Determine the amount of elastic strain induced.

[Winzer]

A steel alloy specimen having a rectangular cross section of dimensions 18.8 mm × 3.2 mm (0.7402 in. × 0.1260 in.) has the stress-strain behavior shown in the Figure. If this specimen is subjected to a tensile force of 108900 N (24480 lbf) then
(a) Determine the amount of elastic strain induced.
(b) Determine the amount of plastic strain induced.
(c) If its original length is 610 mm (24.02 in.), what will be its final length after the given strain is applied and then released?

Homework Equations

$$\sigma=\frac{F}{A}$$

The Attempt at a Solution

So I calculated at stress of about 1810.17 MPa. Which gives a strain of about 0.0225.
a) I drew a parallel line to represent the linear elastic recovery. The line intersects at about 0.0125(strain). So the elastic plastic strain is the recoverable strain right? so then this should be 0.0225-0.0125=0.01 right?
b) This is the permanent deformation which is not recoverable. 0.0125 right?

 

[PhanthomJay]

A steel alloy specimen having a rectangular cross section of dimensions 18.8 mm × 3.2 mm (0.7402 in. × 0.1260 in.) has the stress-strain behavior shown in the Figure. If this specimen is subjected to a tensile force of 108900 N (24480 lbf) then
(a) Determine the amount of elastic strain induced.
(b) Determine the amount of plastic strain induced.
(c) If its original length is 610 mm (24.02 in.), what will be its final length after the given strain is applied and then released?

Homework Equations

$$\sigma=\frac{F}{A}$$

The Attempt at a Solution

So I calculated at stress of about 1810.17 MPa. Which gives a strain of about 0.0225.

looks about right

a) I drew a parallel line to represent the linear elastic recovery. The line intersects at about 0.0125(strain).

OK

So the elastic plastic strain is the recoverable strain right? so then this should be 0.0225-0.0125=0.01 right?

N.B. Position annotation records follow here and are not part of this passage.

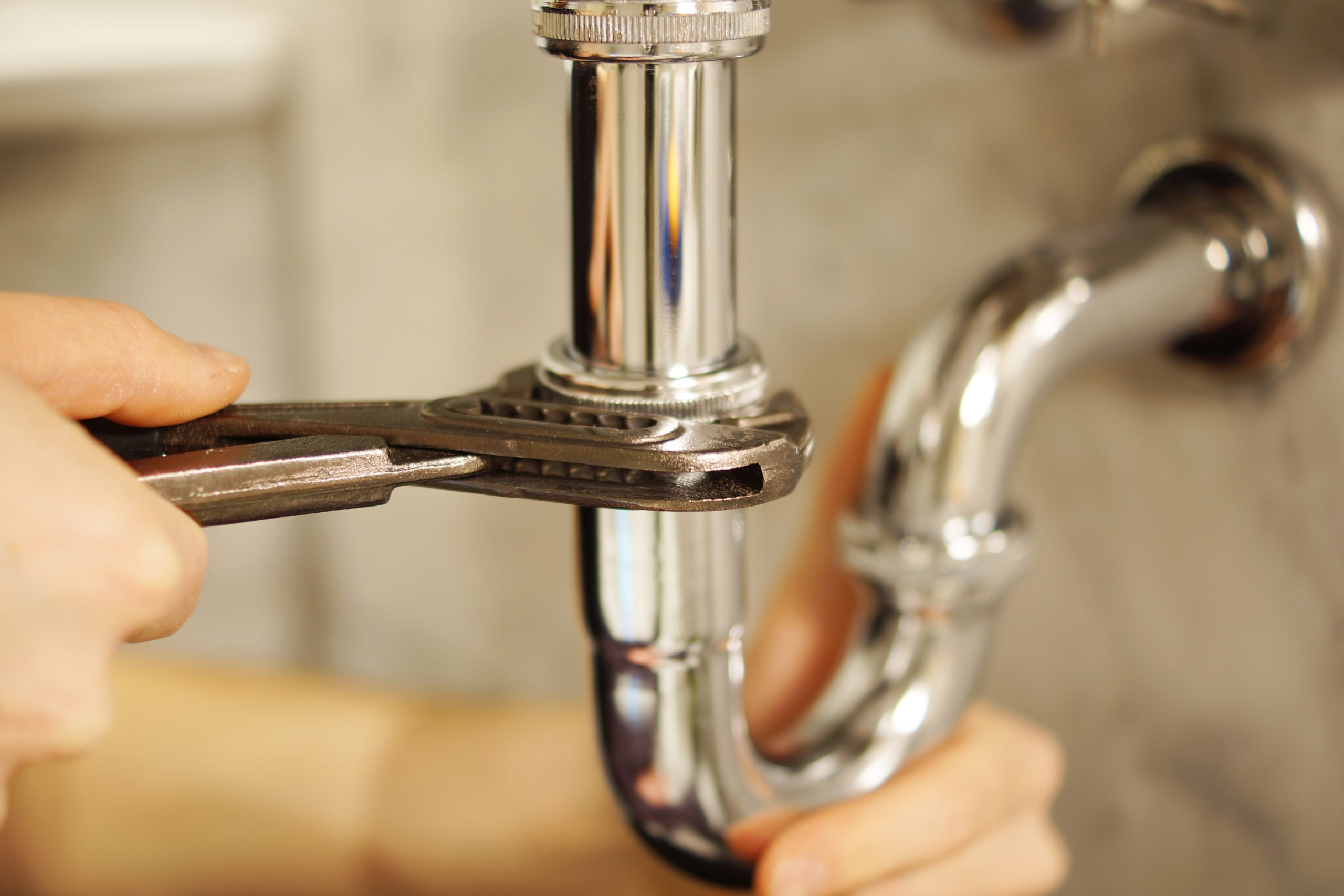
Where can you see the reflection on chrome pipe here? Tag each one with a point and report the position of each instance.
(932, 537)
(654, 246)
(655, 330)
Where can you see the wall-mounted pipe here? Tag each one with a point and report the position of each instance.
(652, 152)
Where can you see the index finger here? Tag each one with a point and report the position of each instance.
(89, 359)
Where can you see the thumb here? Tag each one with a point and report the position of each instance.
(807, 626)
(100, 359)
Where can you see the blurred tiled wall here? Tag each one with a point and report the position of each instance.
(397, 229)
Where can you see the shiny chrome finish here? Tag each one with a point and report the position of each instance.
(655, 267)
(933, 537)
(651, 30)
(1270, 323)
(1221, 246)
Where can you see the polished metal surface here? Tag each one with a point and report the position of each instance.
(740, 382)
(655, 265)
(515, 441)
(651, 30)
(1273, 320)
(933, 537)
(1215, 237)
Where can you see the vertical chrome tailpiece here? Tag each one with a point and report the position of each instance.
(652, 139)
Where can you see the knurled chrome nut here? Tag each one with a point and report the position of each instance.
(741, 383)
(651, 30)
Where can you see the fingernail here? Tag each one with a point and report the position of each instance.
(802, 876)
(226, 361)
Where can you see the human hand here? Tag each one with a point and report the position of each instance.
(89, 556)
(970, 818)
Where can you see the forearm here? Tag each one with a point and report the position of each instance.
(230, 782)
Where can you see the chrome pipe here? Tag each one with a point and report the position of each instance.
(652, 150)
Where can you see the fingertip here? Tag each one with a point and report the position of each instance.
(230, 363)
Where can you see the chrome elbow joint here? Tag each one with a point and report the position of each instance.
(1223, 254)
(652, 121)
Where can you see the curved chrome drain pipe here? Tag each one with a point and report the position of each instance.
(1220, 251)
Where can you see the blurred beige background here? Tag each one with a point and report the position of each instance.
(382, 214)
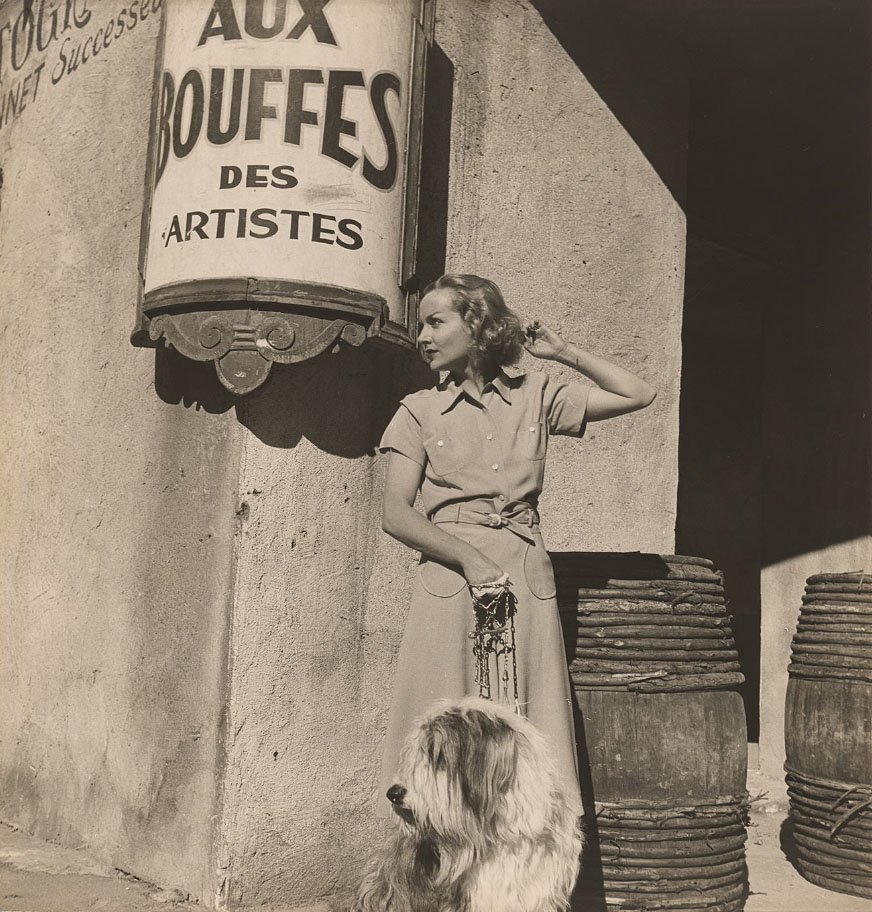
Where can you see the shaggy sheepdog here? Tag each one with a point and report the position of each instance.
(484, 823)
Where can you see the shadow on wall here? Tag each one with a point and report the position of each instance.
(626, 57)
(349, 397)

No. The elastic strain portion of the 0.0225 total strain is determined from the value of the strain at the peak of the linear piece of the stress -strain curve.

b) This is the permanent deformation which is not recoverable. 0.0125 right?

it is the permanent strain that is not recoverable. It is not the plastic strain under the given load.

 

[Mene]

c) To find the final length, we can use the equation L = L0(1+e), where L0 is the original length and e is the strain induced. In this case, e = 0.0225. So the final length would be L = 610(1+0.0225) = 623.225 mm (24.526 in.).